Healthy Lifestyle. Avoiding substance abuse, having balanced diet, sufficient sleep and regular rhythmic exercises will help survivors to strengthen their bodies and minds to better combat their traumas (Help Guide, n.d.).
Reconnecting with Others. It do more harm than good when survivors choose to isolate themselves after a traumatic event for various reasons. By reconnecting with the people around them, it will actually help them heal, maintain their relationship with others and also prevent them from ruminating on unhelpful thoughts when they are alone (Help Guide, n.d.).
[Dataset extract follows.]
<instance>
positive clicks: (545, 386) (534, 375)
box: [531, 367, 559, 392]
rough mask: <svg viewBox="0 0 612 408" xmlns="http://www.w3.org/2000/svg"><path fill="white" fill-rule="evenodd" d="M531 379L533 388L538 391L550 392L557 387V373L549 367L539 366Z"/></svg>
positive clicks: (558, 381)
Mindfulness Training. Mindful breathing and other relaxation techniques will help survivors to keep their minds grounded and cope better with their physical agitations (Help Guide, n.d.; Federation of Families for Children’s Mental Health, 2003).
Prevention
One of the traditional way to prevent child sexual abuse is through risk reduction— arming children with knowledge and skills necessary to repel child predators. In overall, prevention program for children aims to achieve three targets. First, providing knowledge necessary to recognise an abuse by educating children about private parts and inappropriate touching. Next, the children need to be trained to resist child predators through role-playing sessions and rehearsal: empowering children with rights over their own bodies, such is recommended as active participation of children has proven to be more effective, this can be done by modelling or classroom-teaching (Wurtele, 2008; Martyniuk & Dworkin, 2011). The last goal is to ensure that children will report after being touched or abused.
Although prevention programs that aim at preparing children to defend themselves is important, but that alone is not suffice to succeed, as there are many other factors that contribute to the abuse (Martyniuk & Dworkin, 2011). Hence, the awareness that everyone has a responsibility to stop child sexual abuse needs to be raised. Besides educating children, and the public, caregivers also need to be armed with knowledge (Prevent Child Abuse New York, n.d). According to Wurtele (2008), educational programs targeting caregivers have shown positive results in prevention. It is important for caregivers to be alert to the facts about child molesting: it could be anyone; it happens more frequent than usual. In addition, caregivers should also be aware of the method of perpetrating a molester employs in order to detect suspicious behaviour. Lastly, caregivers need to have sufficient knowledge to recognise and respond appropriately to children’s disclosure of abuse (Vermont Department for Children and Family, 2016).